We relied on the following three key assertions to sell the idea at various administrative levels:

  1. The course will be specifically tailored to meet the needs of our particular discipline, so that it will not only deal with concepts from the most up-to-date scholarship on teaching and learning in general, but will also reflect the split-identity in our field between foreign language instruction on the one hand, where modern language methods must be judiciously retooled to work within the "dead language" context, and Classical Civilization courses in translation on the other, which emphasize a very different set of skills such as the leading of discussions, close reading of texts, and expository writing. Generic teacher-training programs cannot do that.
  2. We have an official mandate from the APA that all Classics departments with graduate programs should seek to establish such courses as part of fostering the professional development of TA’s for today’s job market, which thus places us at (or at least near) the "cutting edge" of our field by doing it sooner rather than later.
  3. The course will fit in with the increasing campus-wide emphasis on responsible pedagogy, allowing our department to draw on a wide variety of resources in pursuit of acknowledged goals, while participating in an ongoing dialogue that extends well beyond the boundaries of our field.
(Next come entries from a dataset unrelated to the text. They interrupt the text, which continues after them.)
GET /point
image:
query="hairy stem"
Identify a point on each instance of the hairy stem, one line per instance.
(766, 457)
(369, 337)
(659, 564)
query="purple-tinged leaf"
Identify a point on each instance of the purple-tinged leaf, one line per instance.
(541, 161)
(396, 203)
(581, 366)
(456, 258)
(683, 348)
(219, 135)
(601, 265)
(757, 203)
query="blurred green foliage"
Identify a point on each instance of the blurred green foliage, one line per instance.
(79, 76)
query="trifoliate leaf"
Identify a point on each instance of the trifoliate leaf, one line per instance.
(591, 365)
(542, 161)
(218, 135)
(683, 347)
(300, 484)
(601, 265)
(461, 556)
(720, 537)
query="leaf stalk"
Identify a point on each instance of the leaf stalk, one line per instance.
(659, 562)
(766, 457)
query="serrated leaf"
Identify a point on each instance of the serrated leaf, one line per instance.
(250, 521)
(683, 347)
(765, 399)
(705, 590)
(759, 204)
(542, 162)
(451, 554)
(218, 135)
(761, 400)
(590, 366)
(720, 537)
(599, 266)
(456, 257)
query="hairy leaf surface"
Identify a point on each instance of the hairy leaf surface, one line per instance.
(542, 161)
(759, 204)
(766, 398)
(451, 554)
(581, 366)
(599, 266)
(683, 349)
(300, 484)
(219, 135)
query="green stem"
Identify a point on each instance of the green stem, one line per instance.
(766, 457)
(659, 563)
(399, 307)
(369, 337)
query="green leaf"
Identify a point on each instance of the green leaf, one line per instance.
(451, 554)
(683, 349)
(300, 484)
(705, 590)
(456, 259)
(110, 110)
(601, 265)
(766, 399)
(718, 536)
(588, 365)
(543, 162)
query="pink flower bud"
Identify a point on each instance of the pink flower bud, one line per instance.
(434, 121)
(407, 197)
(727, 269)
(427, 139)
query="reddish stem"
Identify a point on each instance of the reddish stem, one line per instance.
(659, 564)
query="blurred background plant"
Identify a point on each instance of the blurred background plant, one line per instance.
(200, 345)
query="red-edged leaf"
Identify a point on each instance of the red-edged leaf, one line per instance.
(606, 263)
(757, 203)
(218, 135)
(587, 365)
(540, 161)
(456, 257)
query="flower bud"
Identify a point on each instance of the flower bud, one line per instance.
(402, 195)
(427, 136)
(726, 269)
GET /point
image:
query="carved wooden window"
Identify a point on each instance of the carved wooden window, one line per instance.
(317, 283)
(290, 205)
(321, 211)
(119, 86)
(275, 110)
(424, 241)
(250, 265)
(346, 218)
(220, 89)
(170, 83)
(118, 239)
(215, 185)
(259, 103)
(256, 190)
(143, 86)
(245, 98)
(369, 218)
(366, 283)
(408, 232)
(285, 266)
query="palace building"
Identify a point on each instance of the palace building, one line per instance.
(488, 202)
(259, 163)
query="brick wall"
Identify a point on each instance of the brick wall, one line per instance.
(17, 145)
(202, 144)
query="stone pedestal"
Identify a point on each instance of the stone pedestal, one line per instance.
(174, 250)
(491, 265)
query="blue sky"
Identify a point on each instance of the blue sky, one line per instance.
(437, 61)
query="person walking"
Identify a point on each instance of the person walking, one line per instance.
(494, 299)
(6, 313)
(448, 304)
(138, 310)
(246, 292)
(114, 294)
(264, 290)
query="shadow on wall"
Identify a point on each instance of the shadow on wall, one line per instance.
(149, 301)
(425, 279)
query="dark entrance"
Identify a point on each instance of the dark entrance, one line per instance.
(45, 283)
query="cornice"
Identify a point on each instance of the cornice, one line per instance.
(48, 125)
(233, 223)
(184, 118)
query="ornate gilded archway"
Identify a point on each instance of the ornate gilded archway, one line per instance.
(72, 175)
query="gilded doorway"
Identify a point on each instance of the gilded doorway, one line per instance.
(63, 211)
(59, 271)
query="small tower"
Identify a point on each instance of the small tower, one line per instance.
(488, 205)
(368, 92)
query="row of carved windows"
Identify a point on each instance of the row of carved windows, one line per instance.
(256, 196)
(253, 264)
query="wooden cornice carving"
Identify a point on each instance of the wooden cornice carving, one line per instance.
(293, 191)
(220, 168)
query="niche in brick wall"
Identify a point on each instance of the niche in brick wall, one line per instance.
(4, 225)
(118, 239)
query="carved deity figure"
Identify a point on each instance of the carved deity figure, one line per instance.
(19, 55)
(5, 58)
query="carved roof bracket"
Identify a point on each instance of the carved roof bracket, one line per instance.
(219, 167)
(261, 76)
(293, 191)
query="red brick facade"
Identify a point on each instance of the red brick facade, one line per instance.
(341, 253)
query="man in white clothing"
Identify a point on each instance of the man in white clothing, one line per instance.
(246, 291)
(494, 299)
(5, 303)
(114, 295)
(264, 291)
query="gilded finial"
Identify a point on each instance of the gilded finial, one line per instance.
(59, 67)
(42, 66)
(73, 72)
The course proposal received wide support overall, and many local institutional factors helped to smooth the way, but we also met with our share of controversy. The most stubborn obstacle came from a minority group within the department who insisted that those who have witnessed good teachers in action will somehow automatically learn to teach well themselves, simply by following the exempla maiorum. Even while upholding the venerable traditions of our field, however, we must learn to adapt and adjust to changing times, and let us make no mistake: times have changed.